Je hebt twee munten met de straalverhouding 1 : 2. Je rolt de kleine munt precies éénmaal om de omtrek van de grote zonder te slippen. Hoeveel keer is de kleine munt dan om zijn as gedraaid?
Het foute antwoord
Je kunt als volgt redeneren: de omtrek van de kleine munt (2πr) is precies de helft van die van de grote munt (4πr). Hij rolt dus twee keer om de volledige omtrek van de grote munt te halen. Twee omwentelingen dus?
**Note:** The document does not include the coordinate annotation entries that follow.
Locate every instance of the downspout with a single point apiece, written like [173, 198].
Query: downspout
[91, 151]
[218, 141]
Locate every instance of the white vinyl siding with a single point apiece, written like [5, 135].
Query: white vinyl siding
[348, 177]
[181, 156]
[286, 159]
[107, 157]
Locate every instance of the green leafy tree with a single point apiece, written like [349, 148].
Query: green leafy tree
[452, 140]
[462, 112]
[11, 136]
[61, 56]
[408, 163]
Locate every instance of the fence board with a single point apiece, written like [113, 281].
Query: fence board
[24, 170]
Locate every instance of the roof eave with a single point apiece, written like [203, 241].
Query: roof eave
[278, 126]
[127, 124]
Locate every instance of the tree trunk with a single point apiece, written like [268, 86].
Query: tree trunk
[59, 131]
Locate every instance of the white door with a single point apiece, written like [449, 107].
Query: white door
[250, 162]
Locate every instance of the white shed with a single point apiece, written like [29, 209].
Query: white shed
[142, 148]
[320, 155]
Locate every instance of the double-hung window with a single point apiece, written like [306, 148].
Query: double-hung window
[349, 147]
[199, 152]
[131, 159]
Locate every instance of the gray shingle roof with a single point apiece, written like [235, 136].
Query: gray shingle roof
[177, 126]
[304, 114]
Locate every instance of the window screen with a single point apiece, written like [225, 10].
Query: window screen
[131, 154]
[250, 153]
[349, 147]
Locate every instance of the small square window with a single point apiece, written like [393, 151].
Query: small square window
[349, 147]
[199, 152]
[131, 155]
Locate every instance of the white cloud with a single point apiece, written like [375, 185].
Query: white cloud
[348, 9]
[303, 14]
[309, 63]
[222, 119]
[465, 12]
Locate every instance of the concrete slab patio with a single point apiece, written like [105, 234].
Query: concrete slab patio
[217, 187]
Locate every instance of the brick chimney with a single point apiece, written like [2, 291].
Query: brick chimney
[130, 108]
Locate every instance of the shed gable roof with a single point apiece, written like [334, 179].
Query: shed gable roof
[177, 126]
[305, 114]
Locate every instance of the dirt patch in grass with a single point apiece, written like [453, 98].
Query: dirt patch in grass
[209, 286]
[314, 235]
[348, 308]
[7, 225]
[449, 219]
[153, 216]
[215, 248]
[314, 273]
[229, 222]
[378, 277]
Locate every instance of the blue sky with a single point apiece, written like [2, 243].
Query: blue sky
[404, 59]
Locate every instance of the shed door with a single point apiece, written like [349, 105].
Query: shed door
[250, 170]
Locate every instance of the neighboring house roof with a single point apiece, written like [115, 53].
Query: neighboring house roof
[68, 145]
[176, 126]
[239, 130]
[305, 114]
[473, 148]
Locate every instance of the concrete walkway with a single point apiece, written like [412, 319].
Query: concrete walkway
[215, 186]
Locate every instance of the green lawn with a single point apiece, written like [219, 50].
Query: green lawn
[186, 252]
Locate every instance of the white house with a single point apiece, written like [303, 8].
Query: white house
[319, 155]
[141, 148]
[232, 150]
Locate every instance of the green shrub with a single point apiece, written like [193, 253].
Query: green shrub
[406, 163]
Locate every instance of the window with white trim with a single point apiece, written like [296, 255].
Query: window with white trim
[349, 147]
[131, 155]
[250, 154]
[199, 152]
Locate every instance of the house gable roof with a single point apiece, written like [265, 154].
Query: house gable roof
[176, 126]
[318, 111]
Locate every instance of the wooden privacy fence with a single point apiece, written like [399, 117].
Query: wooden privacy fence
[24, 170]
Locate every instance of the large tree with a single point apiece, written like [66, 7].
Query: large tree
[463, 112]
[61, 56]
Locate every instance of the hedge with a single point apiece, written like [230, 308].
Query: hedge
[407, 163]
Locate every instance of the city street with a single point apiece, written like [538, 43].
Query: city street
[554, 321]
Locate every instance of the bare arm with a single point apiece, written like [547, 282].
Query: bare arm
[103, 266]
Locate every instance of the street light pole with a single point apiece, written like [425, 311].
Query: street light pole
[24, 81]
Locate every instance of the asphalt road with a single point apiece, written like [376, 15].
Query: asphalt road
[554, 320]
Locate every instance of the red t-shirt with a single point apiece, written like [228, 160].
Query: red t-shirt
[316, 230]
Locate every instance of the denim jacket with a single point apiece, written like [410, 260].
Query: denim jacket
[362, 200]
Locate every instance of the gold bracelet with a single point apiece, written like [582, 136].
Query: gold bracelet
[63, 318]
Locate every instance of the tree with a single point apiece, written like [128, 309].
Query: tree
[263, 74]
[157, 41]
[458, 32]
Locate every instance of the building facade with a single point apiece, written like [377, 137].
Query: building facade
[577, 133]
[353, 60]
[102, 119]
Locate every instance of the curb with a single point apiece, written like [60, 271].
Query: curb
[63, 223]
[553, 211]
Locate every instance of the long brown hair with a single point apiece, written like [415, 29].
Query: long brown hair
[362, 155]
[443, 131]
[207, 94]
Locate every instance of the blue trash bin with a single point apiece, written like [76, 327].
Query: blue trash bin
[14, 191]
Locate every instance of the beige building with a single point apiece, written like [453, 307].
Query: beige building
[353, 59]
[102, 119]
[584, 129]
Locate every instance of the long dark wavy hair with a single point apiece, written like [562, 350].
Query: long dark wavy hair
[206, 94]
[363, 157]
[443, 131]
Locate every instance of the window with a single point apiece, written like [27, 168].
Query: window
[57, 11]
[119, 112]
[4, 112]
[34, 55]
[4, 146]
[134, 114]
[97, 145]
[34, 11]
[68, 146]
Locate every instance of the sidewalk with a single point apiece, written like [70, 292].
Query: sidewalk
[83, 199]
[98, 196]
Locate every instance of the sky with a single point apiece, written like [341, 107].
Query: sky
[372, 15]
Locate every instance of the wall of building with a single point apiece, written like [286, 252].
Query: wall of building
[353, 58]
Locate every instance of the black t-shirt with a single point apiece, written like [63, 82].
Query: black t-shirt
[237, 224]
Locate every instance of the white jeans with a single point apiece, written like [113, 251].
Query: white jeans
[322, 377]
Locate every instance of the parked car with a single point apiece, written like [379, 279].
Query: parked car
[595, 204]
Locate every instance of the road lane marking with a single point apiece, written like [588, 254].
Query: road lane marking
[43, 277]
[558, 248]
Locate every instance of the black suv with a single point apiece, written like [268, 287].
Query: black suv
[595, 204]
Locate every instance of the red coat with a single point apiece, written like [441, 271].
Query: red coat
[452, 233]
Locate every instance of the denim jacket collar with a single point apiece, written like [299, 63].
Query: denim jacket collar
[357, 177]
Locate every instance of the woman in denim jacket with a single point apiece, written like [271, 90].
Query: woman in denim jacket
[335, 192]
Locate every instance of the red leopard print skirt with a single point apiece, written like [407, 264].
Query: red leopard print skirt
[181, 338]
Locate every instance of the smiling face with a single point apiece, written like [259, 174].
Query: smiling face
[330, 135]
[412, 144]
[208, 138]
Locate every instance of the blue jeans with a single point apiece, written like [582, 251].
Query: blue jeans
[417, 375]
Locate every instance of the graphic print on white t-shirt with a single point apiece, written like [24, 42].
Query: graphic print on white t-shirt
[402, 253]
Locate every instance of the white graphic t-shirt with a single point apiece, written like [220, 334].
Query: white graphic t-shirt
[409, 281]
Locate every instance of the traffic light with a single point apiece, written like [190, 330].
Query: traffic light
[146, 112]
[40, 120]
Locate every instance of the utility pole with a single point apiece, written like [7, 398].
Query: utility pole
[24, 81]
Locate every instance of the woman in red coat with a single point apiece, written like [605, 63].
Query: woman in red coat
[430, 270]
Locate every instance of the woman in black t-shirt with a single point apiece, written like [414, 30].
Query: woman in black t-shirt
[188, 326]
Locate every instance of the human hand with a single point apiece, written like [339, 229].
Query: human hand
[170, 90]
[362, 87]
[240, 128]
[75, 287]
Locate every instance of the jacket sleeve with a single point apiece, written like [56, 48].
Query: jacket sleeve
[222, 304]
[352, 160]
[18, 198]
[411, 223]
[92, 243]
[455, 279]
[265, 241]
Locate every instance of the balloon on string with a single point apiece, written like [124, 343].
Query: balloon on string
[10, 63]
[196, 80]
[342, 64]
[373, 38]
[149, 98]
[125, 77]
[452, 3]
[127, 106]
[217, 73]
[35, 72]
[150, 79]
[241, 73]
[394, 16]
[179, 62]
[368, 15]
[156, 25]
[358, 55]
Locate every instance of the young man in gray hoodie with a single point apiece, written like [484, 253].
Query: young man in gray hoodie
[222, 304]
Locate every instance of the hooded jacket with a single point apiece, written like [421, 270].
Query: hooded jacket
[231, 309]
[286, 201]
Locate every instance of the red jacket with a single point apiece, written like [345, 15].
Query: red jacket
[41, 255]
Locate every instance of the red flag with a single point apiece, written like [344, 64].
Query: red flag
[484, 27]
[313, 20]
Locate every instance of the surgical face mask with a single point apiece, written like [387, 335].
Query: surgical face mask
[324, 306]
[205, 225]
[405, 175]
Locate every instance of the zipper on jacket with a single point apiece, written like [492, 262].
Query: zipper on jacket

Fout, deze redenering zou kloppen als de 4πr op een rechte lijn zou liggen. Echter, de grote muntomtrek is geen rechte lijn, maar een gekromde en tevens gesloten lijn.
Het goede antwoord
Het goede antwoord neemt, naast de bovengenoemde rotatie, ook de revolutie mee van het gehele referentiesysteem van de kleine munt. Je moet er dus 1 bij optellen. Hij zal dus niet twee- maar driemaal om zijn as draaien, zoals ook te zien is in onderstaande animatie.
Gelijke munten
Wat nu als de munten gelijk zijn? Volgens dezelfde redenering zal de rollende munt dan tweemaal om zijn as draaien voor hij weer terug is op dezelfde plek.
Derhalve zal hij bij een halve omwenteling precies éénmaal om zijn as draaien, zoals te zien is in onderstaande video.